He wakes up in a white room, and there's a nurse. The rest happens as in the anime only more gross and eerie, because it's so obvious they're pod people made out of goo that Rei figures it out quite well on his own without Yukikaze's help. >_> (Yukikaze doesn't actually "talk" in the book at all, although at this point Rei does use a terminal to connect to her remotely and asks her to scan for JAM. She goes "Very close," and he's like, "No kidding.") They try to feed him goo at first, which upsets his stomach because the amino acids are bent the wrong way or something, and that's when they resort to potage au Burgadish. Meanwhile Jack is upset at Yukikaze's disappearance and finangles a co-pilot seat on the new FRX, nominally for a test flight but really to search for Rei.
Finally Rei bites the nurse (on the boob XD;;;), realises she tastes like goo and not blood, shoots her, shoots the commander dude, breaks out and finds clones of Burgadish and himself standing next to Yukikaze, shoots them, gets shot by Burgadish's clone, jumps into Yukikaze and tries to fly back to base. The JAM catch up to him and manage to shoot Yukikaze down above the jungle. So Rei is hanging there trapped in the forest canopy, bleeding to death, his plane on fire, and he thinks Well this is how I always assumed I'd go anyway, as long as we're together?
Then Yukikaze links to the incoming FRX and beams herself up to the new body, and Rei realises he might be ready to die with her but she isn't ready to die with him. ^^; Mind you she kindly ejects him so he wouldn't blow up at least, but by then he's lost consciousness.
Yukikaze wrests control of the FRX from Jack and the bamboozled pilot, takes out the JAM, messages the nearest TAB base to pick Rei up and flies home. The end. ...And that really is the end of the book. XD It's pretty devastatingly effective, actually - I think if I read this at any time prior to 1999 when the sequel came out I would've assumed Rei was dead and maybe Jack, and even if they were alive they'd've given it up as a bad job and gone back to Earth or something.
Tomorrow I'll make a list of what's in the anime that's not in the book (and thus presumably in the sequel), but one point sort of confounds me - the FRX in question is a manned plane, not an unmanned one. Oh well I suppose I'll find out when I order book 2.
** At this point it's actually hard not to imagine them as anime girls. >_>
no subject
Date: 2006-03-28 04:07 am (UTC)O.O
Did he really speak like that? *mind breaks at imaging soft-voiced actor who did Rei uttering such language*.

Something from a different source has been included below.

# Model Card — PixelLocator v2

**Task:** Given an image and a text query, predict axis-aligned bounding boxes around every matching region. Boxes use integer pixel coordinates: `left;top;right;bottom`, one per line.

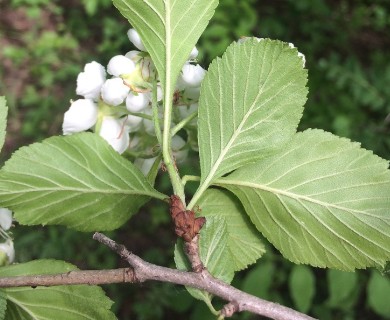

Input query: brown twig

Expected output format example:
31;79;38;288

Wahhh. I want to read those novels... It would just complete my Yukikaze experience [aka having the manga and the anime... I only MISS getting the novels but heck... nothing I could do with them but look at the nice lacy characters].
no subject
Date: 2006-03-28 04:08 am (UTC)What's "keigo-tastic"?
no subject
Date: 2006-03-28 04:23 am (UTC)Keigo is polite speech. Basically Lynn speaks rather more formally than I expected, though not impossibly formal.
I'm updating the post with the summary for story #8 now.
no subject
Date: 2006-03-28 12:48 pm (UTC)WOW...
It's as amazingly stunniing as the manga chapter or the anime itself (I still remember my jaw being on the floor when watching the end of OVA1).
And again, if Jack said "we'll get you a new girlf---" in the book? Bwahaha... too bad that whole stuff was taken out from the anime.
no subject
Date: 2006-03-28 09:00 am (UTC)no subject
Date: 2010-09-10 01:13 pm (UTC)'shithead' lulz.